A queen eats the heart of a sea monster in order to magically bear a child. A vain king’s attempts to seduce a beautiful young woman are manipulated by a pair of elderly sisters. A father’s obsession with an enormous flea brings his own daughter to ruin. These three fairy tales, all originally adapted by 17th century Italian courtier Giambattista Basile, form the basis for Tale of Tales: a dark fantasy feature by director Matteo Garrone (Gomorrah).
Fairy tales have formed the basis for fantasy cinema throughout the history of the film medium, with varying degrees of success. To his credit Garrone nails the dark, macabre tone of the early fairy tales, with a film that is regularly unsettling and knowingly bleak, and which combines moments of gothic horror with an absurd and knowing wit. He also cleverly shoots the film in and around genuine medieval castles across Italy, all of which are sumptuously shot by cinematographer Peter Suschitzky. The costumes and production design are equally enticing, transforming Tale of Tales into an impressive feast for the eyes.

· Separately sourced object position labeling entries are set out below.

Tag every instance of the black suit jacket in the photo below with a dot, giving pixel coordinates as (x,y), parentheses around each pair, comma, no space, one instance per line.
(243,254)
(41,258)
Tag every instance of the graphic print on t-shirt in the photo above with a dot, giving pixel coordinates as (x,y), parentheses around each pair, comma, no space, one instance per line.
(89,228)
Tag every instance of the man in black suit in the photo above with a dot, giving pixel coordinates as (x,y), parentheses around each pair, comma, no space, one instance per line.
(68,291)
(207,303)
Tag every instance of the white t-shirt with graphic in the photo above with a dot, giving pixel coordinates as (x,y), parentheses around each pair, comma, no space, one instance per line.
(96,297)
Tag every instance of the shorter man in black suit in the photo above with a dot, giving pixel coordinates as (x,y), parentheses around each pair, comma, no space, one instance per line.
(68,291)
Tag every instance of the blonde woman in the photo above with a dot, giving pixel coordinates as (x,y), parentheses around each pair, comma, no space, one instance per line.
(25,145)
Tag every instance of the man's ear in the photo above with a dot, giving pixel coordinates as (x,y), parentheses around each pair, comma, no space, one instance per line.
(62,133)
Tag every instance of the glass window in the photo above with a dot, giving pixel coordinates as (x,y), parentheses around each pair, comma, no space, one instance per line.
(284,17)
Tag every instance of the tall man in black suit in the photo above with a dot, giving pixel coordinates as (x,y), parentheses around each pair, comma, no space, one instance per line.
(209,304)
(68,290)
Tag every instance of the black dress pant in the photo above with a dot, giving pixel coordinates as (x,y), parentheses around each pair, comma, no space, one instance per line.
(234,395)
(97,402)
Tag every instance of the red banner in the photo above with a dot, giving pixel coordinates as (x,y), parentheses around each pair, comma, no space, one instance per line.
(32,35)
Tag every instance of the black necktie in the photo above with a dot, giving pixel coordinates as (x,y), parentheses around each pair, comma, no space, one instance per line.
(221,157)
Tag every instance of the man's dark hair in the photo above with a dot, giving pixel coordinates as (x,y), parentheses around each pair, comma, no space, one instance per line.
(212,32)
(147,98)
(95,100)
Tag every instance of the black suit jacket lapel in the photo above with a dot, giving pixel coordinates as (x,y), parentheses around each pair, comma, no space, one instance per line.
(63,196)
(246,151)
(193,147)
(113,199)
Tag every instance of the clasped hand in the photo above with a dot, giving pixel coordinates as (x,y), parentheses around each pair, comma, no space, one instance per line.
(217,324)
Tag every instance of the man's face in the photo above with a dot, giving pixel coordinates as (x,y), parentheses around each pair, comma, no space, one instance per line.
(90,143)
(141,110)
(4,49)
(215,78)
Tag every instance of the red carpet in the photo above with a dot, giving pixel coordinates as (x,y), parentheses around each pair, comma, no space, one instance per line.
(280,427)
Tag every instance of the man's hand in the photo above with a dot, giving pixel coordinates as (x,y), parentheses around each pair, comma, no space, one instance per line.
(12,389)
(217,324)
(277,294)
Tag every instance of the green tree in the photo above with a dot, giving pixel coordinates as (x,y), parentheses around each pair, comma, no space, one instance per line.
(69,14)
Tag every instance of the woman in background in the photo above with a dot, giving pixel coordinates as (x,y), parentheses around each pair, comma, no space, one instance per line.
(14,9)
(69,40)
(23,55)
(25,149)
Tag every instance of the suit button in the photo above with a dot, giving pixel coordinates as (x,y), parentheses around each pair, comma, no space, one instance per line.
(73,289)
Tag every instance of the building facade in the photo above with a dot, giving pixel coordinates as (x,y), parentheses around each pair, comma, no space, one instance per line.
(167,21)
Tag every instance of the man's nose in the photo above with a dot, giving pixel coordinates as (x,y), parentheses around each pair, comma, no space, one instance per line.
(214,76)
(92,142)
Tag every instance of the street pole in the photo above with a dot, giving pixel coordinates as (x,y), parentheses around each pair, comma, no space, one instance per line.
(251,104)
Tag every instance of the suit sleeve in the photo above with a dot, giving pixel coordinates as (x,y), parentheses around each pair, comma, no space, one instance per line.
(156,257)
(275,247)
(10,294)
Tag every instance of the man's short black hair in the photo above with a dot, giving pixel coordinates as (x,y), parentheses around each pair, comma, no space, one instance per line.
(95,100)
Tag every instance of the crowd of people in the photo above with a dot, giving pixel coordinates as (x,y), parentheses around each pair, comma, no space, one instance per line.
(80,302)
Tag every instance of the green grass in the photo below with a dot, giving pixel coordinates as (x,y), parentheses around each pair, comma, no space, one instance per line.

The first story sees a king (John C. Reilly) and queen (Salma Hayek) crave a child so desperately that they consult a necromancer (Franco Pistoni) to achieve their dream via supernatural means. He has the king defeat a sea monster – dying in the process – before having a virgin cook the beast’s heart, and the queen to eat that heart until there is no more. Both the queen and the virgin fall pregnant, and sixteen years later she struggles to separate the twin boys when they finally meet. It feels a slightly muddled storyline, particularly in its final act which is understated enough to be very slightly confusing. Reilly’s role is frustratingly brief, although Hayek delivers a strong performance throughout.
By comparison the second storyline feels oddly undercooked. Vincent Cassel plays a laviscious king who spies a singing girl in the distance and dedicates himself to wooing her. He does not realise that she is actually an old woman, and when he arrives to woo her she tricks him into still believing her to be young. There is plenty that happens beyond that point, including magic, a wedding, and easily the film’s most graphic horror sequence, but it all feels oddly trunctated and left on the table. It feels like the potential of a story, rather than a fully-fledged tale in its own right.
The third sequence sees yet another king (the always engaging Toby Jones) abandoning his daughter after growing obsessed with a flea. When the flea grows to the size of a cow he becomes even more obsessed, bringing both his daughter’s life and his own to ruin. Of the three, this third storyline feels like the most accomplished and satisfying. Part of that comes down to the clarity of its ending: this is the only storyline to actually come to a definitive and clear conclusion, with the other two remaining remarkably vague and abrupt.
Sadly, and despite both beautiful imagery and some exceptional scenes, Tale of Tales collapses in the editing. At 133 minutes it is easily more than half an hour too long, with numerous extraneous or meandering scenes dragging the pace to an apparent standstill. Garrone also makes the mistake of swapping back and forth between the three stories as the film goes on. There is no real need to do so – they do not share characters between them, or interrelate in any significant fashion – and the constant jumping back and forth simply renders the film a little confusing. A tighter edit, and an anthology structure where each story plays out separately and in turn, would have resulted in a much stronger production altogether.
There is worth in Tale of Tales, but it is ultimately a hugely frustrating experience. A great film is buried inside what plays out on the screen, but unfortunately in this case its director failed to nail it down.